Image-Difficulty-Aware Evaluation of Super-Resolution Models
Atakan Topaloglu, Ahmet Bilican, Cansu Korkmaz, A. Murat Tekalp
TL;DR
The paper tackles the inadequacy of average SR evaluation metrics, which can conceal how models perform on images of varying difficulty. It introduces two image-difficulty measures, $HFI$ and $RIEI$, to predict challenging images and proposes a difficulty-aware evaluation framework that uses quadrant-based PSNR analysis in the $HFI$-$RIEI$ plane alongside a localized artifact metric, $PSNR99$. Through case studies across different SR approaches, the authors demonstrate that these measures reveal performance patterns hidden by average PSNR and help identify where models excel or struggle on specific content types.
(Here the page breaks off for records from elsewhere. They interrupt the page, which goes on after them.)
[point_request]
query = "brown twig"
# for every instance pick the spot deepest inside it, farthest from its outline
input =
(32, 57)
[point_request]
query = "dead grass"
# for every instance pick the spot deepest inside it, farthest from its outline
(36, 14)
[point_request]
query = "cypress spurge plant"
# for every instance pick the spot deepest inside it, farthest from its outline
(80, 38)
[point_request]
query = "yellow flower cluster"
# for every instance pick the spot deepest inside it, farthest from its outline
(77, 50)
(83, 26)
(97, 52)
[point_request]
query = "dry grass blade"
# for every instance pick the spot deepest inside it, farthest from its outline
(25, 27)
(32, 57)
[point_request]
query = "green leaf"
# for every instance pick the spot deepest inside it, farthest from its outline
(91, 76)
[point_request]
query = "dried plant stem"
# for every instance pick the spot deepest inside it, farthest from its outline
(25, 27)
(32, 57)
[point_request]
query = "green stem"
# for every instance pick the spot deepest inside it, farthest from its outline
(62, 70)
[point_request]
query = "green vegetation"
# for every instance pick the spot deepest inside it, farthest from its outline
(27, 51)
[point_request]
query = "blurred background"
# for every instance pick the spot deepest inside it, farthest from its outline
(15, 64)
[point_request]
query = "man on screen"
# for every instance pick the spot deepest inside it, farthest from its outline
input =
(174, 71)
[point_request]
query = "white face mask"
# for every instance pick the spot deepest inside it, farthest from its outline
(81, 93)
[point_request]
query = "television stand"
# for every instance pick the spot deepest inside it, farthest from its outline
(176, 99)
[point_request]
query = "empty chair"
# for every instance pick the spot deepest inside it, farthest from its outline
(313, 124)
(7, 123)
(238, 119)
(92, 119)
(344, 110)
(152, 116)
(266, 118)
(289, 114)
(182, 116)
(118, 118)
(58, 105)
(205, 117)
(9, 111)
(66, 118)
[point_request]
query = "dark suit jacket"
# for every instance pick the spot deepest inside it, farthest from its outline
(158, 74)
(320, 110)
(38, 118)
The work has practical implications for guiding model design (e.g., mixture of experts) and for refinement of loss functions to mitigate artifacts on hard images, improving SR benchmarking and development.
Abstract
Image super-resolution models are commonly evaluated by average scores (over some benchmark test sets), which fail to reflect the performance of these models on images of varying difficulty and that some models generate artifacts on certain difficult images, which is not reflected by the average scores. We propose difficulty-aware performance evaluation procedures to better differentiate between SISR models that produce visually different results on some images but yield close average performance scores over the entire test set. In particular, we propose two image-difficulty measures, the high-frequency index and rotation-invariant edge index, to predict those test images, where a model would yield significantly better visual results over another model, and an evaluation method where these visual differences are reflected on objective measures. Experimental results demonstrate the effectiveness of the proposed image-difficulty measures and evaluation methodology.